Bungalow był naprawdę mały, jak w samej sypialni z małą dołączoną wanną, nawet bez drzwi do łazienki. Kiedy w końcu się wycofałem, wziąłem z komody puszkę chusteczek i ponownie usiadłem na wiklinowym krześle, wycierając penisa. Jordynn wstała, pociągając nosem i chwiejnym krokiem poszła do łazienki. Kiedy to zrobiła, po cichu wyłączyłem kamery. Noc jeszcze się nie skończyła, ale miałem to, czego potrzebowałem. Jordynn umyła twarz i wróciła, wyglądając jak kompletne gówno. Wskazałem na drugie, pasujące wiklinowe krzesło, i naga siedziała.
„Teraz masz małe okienko bólu, przez który mnie zadałeś”. Powiedziałem.
Jordynn milczała przez chwilę, a potem „czy to koniec?” zapytała odrętwiała.
– A jednak wciąż się nie nauczyłeś. Odpowiedziałem.
Patrząc martwo na mnie, odpowiedziała: „Och, mam. Że mam. Ale nie mogę cofnąć czasu.
"NIE. nie możesz. Dlatego jestem dla ciebie taka twarda. A teraz ubieraj się.
Kiedy Jordynn się ubierała, powiedziałem jej: „Sąd jest o 9, więc bądź w moim biurze o ósmej”. Wchodząc na jej stronę na Facebooku, znalazłam ładną czerwoną sukienkę. To był elegancki wygląd, wcale nie zdzirowaty, a pokazanie go jej mówiło: „Będziesz to nosić i poza tym ubierać się tak, jakbyś szła do kościoła. Przynieś mi wiszącą tam szatę. I wskazałem
"OK…." Jordynn odpowiedziała, gdy wróciła. „Nigdy nie odpowiedziałeś na moje pytanie”.
"Nad? odpowiedź dostaniesz jutro Mam mocne argumenty, żeby trzymać Davida z daleka. Chociaż naprawdę jestem czymś, czego możesz nienawidzić, dotrzymuję słowa i, jak powiedziano, jutrzejsza rozprawa odpowie na twoje pytanie.

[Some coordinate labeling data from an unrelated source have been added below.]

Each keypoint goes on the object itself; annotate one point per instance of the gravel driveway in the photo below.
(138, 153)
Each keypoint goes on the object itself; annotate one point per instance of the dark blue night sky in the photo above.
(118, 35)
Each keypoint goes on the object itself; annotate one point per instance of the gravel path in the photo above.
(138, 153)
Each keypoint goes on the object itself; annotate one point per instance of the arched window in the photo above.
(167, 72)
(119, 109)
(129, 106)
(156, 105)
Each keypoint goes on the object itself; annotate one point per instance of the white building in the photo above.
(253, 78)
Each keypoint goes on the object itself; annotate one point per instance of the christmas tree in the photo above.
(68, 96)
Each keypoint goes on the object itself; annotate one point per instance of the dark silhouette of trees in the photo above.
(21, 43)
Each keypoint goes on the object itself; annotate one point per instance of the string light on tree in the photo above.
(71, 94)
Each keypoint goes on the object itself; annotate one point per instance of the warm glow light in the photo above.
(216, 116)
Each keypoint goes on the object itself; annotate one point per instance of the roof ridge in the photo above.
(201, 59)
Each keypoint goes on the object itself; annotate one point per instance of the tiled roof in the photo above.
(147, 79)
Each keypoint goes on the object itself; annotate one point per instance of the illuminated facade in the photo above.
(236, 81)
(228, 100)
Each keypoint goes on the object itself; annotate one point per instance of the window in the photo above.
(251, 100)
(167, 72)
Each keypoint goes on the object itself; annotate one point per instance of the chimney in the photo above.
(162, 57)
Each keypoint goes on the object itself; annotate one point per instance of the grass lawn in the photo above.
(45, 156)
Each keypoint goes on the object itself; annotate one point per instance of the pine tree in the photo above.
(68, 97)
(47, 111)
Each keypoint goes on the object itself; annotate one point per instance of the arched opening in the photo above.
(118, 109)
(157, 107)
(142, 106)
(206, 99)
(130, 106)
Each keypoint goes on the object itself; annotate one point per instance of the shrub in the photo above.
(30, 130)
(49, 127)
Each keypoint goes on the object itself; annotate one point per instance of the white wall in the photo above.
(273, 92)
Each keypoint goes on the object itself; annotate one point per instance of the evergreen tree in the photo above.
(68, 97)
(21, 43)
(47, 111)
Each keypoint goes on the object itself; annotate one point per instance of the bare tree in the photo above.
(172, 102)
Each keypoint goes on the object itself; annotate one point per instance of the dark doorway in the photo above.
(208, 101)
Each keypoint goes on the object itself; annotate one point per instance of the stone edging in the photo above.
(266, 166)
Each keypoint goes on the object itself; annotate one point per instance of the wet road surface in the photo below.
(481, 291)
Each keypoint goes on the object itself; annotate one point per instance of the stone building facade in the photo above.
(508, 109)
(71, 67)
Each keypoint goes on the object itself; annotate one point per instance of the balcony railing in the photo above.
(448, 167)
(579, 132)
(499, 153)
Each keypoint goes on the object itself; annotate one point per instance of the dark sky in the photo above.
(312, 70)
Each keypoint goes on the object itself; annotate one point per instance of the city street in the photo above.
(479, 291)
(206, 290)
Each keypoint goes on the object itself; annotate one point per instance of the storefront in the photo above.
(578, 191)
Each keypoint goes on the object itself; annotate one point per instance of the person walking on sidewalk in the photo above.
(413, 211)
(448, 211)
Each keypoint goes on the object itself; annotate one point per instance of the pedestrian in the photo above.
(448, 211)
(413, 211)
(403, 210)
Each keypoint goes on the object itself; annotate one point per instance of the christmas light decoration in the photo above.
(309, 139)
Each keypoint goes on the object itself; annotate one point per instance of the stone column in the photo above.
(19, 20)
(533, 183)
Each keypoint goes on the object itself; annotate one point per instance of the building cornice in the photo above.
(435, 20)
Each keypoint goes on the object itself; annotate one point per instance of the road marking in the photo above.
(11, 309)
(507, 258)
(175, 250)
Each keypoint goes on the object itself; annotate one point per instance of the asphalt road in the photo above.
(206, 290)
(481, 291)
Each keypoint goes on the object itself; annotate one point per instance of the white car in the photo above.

Siedząc na krześle, wskazałem na podłogę u moich stóp. Kiedy Jordynn siedziała letnia, bawiłem się telefonem, potem podniosłem pilota i włączyłem telewizor, całkowicie ją ignorując.
– Czy… zabierzesz mnie do domu? zapytała.
„Kierowca Ubera będzie tu za około 15 minut”. Powiedziałem jej. Przesuwając rękę do dolnej części krzesła, ponownie przełączyłem przełącznik, myśląc, że powinno być wystarczająco dużo pamięci na to. i dostać pracę”.